Danielle DeSmit, left, and Heidi VanderWal, friends since high school, started their business after learning about human trafficking in West Michigan. Courtesy VanDuinen Photographic
The local and worldwide fight to end human trafficking has found new allies in two West Michigan women entrepreneurs.
Heidi VanderWal and Danielle DeSmit are the co-founders of Crowned Free, a Grand Rapids-based clothing and accessory line to benefit girls rescued from human trafficking.
The goal of Crowned Free is to serve as a financial engine for organizations helping girls who’ve already been rescued. Thirty-five percent of all its profits go toward its mission to restore and rebuild the lives of girls rescued from human trafficking.
Crowned Free also seeks to employ those girls and currently is working with Agape International to employ girls in Cambodia.
In its first year, Crowned Free raised about $12,500 for the following organizations: The Manasseh Project, The Scarlet Cord, Crisis Aid International, AIM Employment Center, World Orphans, We Are Cherished, Restoration House of Greater Kansas City and Redeemed Ministries.
The aim of the business is to combine the two marketable industries of faith and fashion.
“That is actually a God story. God’s been in every detail of our journey. … Our journey has definitely been a journey of faith,” VanderWal said. “I woke up in the middle of the night with an idea for a women’s accessory — this idea to start a clothing line. In May of 2014, I partnered with my best friend.”
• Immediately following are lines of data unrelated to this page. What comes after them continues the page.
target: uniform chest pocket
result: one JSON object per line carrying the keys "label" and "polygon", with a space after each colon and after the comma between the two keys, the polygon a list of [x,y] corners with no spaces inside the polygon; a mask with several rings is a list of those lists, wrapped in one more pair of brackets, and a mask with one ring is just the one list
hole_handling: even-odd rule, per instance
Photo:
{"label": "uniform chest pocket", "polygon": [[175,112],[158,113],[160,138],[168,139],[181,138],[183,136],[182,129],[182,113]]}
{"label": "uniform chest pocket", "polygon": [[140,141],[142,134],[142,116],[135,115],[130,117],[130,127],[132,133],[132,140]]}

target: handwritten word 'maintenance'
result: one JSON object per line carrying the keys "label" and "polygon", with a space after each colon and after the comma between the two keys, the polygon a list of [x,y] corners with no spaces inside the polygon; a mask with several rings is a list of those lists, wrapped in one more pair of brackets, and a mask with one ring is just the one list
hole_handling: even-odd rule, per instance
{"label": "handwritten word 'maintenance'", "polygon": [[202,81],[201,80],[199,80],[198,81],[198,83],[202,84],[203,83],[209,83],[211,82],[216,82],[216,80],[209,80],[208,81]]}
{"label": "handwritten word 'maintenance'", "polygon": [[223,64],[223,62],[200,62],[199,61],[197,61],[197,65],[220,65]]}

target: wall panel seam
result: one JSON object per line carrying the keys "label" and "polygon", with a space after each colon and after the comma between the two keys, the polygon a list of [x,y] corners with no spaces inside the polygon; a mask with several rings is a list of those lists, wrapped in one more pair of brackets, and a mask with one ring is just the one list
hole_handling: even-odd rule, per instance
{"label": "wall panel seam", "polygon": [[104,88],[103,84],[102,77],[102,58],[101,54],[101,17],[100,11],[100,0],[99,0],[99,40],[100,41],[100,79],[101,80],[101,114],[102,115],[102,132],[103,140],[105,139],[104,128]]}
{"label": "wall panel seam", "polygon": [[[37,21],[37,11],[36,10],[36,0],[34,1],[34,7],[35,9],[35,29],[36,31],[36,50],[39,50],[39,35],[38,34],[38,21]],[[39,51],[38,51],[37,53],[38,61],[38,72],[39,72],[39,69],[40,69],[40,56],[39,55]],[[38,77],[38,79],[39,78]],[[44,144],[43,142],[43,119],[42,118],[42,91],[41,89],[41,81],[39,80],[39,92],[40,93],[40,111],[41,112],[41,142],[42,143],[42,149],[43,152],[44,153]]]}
VanderWal serves as “chief crown officer,” and DeSmit serves as “chief difference maker.” The two have been friends since their days at South Christian High School. Both women have felt a passion for helping victims of human trafficking ever since they heard a local speaker present on how human trafficking doesn’t only happen overseas but also in West Michigan.
The idea behind Crowned Free is to attach a cause to VanderWal’s and DeSmit’s passion for fashion.
“We both love fashion and we have a passion for it, but we’re not fashion designers — we had no idea. That’s been a crazy part of our journey, learning how to do this,” VanderWal said.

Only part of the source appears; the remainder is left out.